Nel 1933 organizzò l'esposizione l'Architettura Italiana d'oggi a Buenos Aires, presentando un approccio alternativo a quei movimenti concorrenti, offrendo un bilanciamento tra modernità e nazionalismo. Un elemento importante era sicuramente la sua vicinanza al regime fascista, infatti la mostra rispondeva anche alla politica di propaganda messa in atto dal regime al fine di "agganciare" gli espatriati Italiani in America Latina. Gli effetti però non furono quelli desiderati.
Nel 1938 realizzò con Pier Luigi Nervi il Progetto per il padiglione della Civiltà Italiana per l'Esposizione Universale di Roma.[3].
Emigrato in Sudamerica alla fine della seconda guerra mondiale - come altre personalità di rilievo legate al regime fascista - istituì in Brasile nel 1947 con la seconda moglie, l'architetto Lina Bo Bardi, e l'attrice Nydia Licia, il MASP (Museu de Arte de São Paulo),[4], del quale fu curatore per 45 anni.

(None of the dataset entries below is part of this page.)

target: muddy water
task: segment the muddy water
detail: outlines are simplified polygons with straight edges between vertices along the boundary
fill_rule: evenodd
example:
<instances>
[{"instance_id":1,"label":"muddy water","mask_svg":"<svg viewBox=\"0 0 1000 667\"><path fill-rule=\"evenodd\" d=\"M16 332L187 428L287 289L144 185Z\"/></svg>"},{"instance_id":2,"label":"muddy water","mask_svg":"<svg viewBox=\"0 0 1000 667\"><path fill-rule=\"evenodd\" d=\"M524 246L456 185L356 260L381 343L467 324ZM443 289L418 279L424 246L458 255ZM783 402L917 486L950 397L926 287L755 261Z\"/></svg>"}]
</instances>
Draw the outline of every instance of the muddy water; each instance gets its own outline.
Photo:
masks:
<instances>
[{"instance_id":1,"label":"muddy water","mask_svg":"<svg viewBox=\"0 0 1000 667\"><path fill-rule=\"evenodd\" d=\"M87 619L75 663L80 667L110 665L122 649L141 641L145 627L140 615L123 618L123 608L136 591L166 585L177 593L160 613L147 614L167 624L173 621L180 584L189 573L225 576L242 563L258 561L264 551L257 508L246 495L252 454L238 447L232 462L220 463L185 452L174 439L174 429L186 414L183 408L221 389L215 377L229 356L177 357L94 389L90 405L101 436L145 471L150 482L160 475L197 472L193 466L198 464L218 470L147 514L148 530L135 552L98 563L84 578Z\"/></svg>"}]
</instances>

L'archivio di Pietro Maria Bardi[5] fu affidato nel 1983 al professor Riccardo Mariani, e conservato presso la Triennale di Milano, in attesa del suo riordino e in vista di una esposizione presso la stessa Triennale. Nel 1986, seguendo gli accordi originariamente stipulati, l'archivio fu depositato dallo stesso prof. Bardi presso l'Archivio Centrale dello Stato, dove rimase fino al novembre 1989. Nel frattempo il Comune di Milano ricevette l'archivio in donazione e decadde così il deposito a Roma. Le carte Bardi furono di conseguenza trasferite nel 1990 presso l'Assessorato del Comune di Milano e successivamente presso l'Archivio Storico Civico dello stesso Comune.
L'archivio è costituito da carteggi, lettere e cartoline autografe, circolari, ritagli di stampa, volantini, manifesti, fotografie, collezioni di giornali, cataloghi, disegni originali, libri ed opuscoli, frutto dei rapporti tra Bardi e le personalità della cultura dell'epoca compresa tra il 1917 e gli anni Cinquanta. Tra gli altri, personaggi quali De Chirico, Cagli, Cardarelli, Levi, Savinio, Ungaretti, Carrà, Pound, Morandi, Le Corbusier[5].